Zoning regulations, being in derogation of common-law property rights, should not be extended by construction beyond the fair import of their language and cannot be construed to include by implication that which is not clearly within their express terms. Park Construction Co. v. Planning & Zoning Board of Appeals, 142 Conn. 30, 35, 110 A.2d 614; Service Realty Corporation v. Planning & Zoning Board of Appeals, 141 Conn. 632, 638, 109 A.2d 256; Langbein v.
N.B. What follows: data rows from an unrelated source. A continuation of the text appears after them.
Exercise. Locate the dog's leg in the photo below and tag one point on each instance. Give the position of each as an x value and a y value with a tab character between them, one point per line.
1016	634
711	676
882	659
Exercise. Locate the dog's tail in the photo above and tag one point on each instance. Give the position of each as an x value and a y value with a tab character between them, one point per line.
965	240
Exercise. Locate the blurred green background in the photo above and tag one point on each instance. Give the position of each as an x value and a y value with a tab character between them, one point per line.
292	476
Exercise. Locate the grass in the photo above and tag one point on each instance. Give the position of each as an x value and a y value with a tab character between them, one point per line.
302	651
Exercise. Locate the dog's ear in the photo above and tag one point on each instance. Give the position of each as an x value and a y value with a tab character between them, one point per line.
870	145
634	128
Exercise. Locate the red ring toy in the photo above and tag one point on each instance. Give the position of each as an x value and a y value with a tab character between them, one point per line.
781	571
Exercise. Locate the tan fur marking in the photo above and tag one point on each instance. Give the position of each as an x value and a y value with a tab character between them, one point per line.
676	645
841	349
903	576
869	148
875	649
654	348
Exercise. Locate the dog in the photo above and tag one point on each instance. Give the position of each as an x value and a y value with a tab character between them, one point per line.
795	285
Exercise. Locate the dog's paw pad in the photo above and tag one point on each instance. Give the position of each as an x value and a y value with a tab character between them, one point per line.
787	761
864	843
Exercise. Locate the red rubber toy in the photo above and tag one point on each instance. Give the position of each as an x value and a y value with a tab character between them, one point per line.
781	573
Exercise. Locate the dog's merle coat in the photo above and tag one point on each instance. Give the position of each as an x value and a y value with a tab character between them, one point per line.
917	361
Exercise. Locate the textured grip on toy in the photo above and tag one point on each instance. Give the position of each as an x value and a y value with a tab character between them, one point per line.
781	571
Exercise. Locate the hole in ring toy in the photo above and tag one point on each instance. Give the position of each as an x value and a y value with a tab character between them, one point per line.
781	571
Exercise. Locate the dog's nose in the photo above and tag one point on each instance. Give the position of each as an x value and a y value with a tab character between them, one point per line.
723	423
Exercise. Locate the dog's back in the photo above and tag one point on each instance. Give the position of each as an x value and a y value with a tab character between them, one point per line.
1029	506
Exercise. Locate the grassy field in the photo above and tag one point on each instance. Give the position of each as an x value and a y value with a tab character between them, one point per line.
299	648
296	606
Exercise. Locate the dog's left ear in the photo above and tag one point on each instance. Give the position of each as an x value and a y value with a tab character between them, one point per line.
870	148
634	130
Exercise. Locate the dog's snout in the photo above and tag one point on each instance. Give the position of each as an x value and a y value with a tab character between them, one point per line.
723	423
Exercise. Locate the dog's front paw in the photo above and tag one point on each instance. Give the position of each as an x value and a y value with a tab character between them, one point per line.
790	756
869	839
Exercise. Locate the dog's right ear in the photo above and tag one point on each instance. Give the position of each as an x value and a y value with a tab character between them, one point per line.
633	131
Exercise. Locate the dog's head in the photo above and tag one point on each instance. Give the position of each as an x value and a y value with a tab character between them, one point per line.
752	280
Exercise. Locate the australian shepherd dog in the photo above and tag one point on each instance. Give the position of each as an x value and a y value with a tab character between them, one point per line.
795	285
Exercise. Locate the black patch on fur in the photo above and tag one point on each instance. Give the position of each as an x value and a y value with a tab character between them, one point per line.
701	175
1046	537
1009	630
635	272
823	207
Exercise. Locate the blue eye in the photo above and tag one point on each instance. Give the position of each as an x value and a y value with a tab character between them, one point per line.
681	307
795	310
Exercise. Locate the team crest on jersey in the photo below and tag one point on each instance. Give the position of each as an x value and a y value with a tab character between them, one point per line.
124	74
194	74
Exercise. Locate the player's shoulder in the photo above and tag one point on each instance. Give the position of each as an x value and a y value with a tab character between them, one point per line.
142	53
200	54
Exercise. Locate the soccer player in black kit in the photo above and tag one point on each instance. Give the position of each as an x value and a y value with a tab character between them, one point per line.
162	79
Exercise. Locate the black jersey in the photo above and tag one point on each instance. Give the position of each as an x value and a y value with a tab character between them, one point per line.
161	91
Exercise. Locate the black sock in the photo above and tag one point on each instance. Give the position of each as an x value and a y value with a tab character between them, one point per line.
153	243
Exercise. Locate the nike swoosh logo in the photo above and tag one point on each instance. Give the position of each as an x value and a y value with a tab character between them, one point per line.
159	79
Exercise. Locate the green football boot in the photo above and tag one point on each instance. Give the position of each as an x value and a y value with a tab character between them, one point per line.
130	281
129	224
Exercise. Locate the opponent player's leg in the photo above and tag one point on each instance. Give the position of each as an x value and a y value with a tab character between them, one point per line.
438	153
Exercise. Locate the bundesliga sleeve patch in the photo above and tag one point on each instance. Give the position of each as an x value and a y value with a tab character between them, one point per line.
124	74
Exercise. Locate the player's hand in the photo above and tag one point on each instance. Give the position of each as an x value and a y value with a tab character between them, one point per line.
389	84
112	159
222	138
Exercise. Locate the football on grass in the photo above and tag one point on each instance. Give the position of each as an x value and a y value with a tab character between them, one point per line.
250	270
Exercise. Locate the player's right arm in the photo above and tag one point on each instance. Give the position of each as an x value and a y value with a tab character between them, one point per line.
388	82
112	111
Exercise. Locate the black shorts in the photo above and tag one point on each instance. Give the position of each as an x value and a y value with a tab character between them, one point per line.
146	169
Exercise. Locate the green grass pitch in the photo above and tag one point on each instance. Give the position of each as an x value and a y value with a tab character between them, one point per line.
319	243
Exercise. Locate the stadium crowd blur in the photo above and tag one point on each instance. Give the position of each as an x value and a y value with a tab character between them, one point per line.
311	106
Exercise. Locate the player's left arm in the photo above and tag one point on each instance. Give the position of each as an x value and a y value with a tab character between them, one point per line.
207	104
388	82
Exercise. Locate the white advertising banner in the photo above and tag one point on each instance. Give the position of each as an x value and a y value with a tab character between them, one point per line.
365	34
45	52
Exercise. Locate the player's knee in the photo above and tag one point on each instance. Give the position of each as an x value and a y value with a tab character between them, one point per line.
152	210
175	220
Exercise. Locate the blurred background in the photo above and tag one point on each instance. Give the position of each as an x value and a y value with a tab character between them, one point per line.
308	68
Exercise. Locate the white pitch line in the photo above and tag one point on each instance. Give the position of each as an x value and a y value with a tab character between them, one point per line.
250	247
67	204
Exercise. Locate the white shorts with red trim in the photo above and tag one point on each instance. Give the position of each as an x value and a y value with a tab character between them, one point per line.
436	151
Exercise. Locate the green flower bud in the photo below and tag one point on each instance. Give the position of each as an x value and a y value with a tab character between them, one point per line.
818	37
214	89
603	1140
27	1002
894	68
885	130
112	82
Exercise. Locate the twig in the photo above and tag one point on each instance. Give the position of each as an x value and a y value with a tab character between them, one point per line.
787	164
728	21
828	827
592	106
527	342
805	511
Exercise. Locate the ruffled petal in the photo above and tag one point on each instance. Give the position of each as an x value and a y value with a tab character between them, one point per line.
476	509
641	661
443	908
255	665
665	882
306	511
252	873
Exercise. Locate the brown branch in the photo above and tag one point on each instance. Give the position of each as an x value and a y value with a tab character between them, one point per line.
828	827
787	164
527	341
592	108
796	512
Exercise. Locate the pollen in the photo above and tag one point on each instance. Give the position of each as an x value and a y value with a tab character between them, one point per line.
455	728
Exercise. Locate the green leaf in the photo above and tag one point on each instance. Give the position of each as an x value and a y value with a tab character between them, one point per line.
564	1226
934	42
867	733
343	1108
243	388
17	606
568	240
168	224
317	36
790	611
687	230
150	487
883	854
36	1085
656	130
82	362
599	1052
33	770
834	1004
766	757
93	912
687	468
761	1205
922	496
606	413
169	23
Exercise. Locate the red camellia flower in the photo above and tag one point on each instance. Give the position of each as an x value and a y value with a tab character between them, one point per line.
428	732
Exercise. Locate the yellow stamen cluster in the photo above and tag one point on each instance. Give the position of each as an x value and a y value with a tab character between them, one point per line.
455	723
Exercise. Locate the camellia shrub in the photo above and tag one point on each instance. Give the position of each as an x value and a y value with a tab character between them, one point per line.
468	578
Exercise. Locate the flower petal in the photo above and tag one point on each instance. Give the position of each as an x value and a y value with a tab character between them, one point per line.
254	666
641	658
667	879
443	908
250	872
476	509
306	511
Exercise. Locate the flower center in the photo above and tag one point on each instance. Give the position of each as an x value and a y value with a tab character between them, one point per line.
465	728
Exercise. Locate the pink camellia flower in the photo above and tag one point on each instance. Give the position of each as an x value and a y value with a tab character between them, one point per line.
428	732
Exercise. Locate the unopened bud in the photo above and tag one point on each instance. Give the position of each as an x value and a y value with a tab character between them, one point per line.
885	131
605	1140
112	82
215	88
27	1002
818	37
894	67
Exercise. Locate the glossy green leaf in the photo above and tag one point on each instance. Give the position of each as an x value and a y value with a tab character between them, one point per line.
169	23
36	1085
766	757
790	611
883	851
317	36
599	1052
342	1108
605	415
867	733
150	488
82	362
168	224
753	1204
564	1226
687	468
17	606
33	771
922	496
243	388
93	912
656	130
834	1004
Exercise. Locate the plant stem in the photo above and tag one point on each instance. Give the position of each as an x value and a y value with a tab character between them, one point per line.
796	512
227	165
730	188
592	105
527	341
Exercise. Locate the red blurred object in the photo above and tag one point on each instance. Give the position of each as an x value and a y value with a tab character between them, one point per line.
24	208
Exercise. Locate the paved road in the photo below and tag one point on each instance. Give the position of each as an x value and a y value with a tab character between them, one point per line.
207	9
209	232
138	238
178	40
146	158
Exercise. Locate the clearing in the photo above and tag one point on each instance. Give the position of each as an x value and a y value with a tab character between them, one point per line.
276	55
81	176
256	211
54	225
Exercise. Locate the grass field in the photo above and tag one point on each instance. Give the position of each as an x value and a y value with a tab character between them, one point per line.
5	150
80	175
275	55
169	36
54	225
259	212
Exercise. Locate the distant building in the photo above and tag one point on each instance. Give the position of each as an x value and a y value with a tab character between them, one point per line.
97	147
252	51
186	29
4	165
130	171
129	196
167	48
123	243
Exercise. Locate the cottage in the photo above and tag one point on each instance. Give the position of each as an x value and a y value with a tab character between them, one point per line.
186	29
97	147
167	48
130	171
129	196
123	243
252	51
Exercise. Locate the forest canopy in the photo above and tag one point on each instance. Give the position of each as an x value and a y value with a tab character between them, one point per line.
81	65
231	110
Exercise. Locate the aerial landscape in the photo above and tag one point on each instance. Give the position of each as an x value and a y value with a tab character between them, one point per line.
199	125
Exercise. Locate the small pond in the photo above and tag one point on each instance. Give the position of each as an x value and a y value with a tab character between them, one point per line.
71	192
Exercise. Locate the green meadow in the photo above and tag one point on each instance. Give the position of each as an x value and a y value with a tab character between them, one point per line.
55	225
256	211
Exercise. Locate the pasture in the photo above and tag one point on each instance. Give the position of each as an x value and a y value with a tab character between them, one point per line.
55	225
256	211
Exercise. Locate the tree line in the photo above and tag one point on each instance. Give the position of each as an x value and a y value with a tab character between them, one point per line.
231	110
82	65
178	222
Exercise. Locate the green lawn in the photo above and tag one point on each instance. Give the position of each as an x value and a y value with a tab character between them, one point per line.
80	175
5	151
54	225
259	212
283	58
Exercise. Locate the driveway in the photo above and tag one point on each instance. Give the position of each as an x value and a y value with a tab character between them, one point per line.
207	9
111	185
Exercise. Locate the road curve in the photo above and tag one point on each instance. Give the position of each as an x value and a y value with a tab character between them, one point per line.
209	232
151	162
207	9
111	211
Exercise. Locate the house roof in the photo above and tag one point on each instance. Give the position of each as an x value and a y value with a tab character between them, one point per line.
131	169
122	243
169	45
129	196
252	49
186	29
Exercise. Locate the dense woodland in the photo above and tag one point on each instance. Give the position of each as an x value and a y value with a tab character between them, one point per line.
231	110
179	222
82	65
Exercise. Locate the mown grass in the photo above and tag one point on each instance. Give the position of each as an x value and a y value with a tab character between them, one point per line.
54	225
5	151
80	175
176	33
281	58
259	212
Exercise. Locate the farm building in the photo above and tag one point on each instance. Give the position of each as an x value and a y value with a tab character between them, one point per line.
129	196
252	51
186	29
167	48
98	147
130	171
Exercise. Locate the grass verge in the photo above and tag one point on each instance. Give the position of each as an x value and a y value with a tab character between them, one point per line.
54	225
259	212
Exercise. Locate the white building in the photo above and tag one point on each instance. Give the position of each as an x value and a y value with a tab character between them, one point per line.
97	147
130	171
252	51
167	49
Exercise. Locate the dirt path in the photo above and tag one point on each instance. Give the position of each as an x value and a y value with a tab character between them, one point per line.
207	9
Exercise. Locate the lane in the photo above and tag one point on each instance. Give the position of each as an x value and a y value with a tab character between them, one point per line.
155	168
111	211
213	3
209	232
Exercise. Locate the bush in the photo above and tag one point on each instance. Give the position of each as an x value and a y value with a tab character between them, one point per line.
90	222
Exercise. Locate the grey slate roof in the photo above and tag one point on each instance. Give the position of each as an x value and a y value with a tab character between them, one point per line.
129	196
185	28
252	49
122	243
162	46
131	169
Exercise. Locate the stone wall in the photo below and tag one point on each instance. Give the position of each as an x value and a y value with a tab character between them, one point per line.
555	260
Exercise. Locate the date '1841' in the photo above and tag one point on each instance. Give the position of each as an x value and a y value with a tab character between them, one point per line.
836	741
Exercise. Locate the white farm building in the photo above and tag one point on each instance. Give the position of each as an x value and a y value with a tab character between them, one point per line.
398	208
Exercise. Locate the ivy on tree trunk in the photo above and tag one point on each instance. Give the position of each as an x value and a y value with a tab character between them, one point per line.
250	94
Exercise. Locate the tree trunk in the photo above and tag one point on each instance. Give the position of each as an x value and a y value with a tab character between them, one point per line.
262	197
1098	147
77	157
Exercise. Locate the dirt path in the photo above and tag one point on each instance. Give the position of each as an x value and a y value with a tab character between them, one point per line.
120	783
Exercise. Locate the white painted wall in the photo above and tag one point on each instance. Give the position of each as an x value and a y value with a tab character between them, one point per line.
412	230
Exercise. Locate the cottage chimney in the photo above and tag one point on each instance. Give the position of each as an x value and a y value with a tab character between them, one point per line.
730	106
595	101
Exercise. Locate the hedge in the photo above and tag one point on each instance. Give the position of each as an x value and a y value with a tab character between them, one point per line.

Board of Zoning Appeals, 135 Conn. 575, 580, 67 A.2d 5.

Our examination of the record and the transcript of the public hearing as printed in the appendix to the brief of the plaintiff discloses that the court properly concluded that no relevant evidence was introduced there to demonstrate that the plaintiff’s proposed use of the property was in violation of the Norwalk zoning ordinances then in effect.

There is no error.

In this opinion the other judges concurred. 
      
       “[Norwalk Zoning Regulations (1929, as amended)] Section 6-Use Regulations Controlling Heavy Industrial Zones. . . .
      “17. In a heavy industrial zone no premise shall be used as a junk yard, motor vehicle junk business or motor vehicle junk yard, and no premises shall, after the effective date hereof, be arranged, intended, used or designed to be used for such purposes.
      “All premises now in use for such purposes in the City of Norwalk shall, after the effective date hereof, be maintained and used in strict accordance with the ‘Regulation Concerning the Licensing of and Operation of Motor Vehicle Junk Yards’ issued by the Commissioner of Motor Vehicles, State of Connecticut, as now in effect or as hereafter revised.”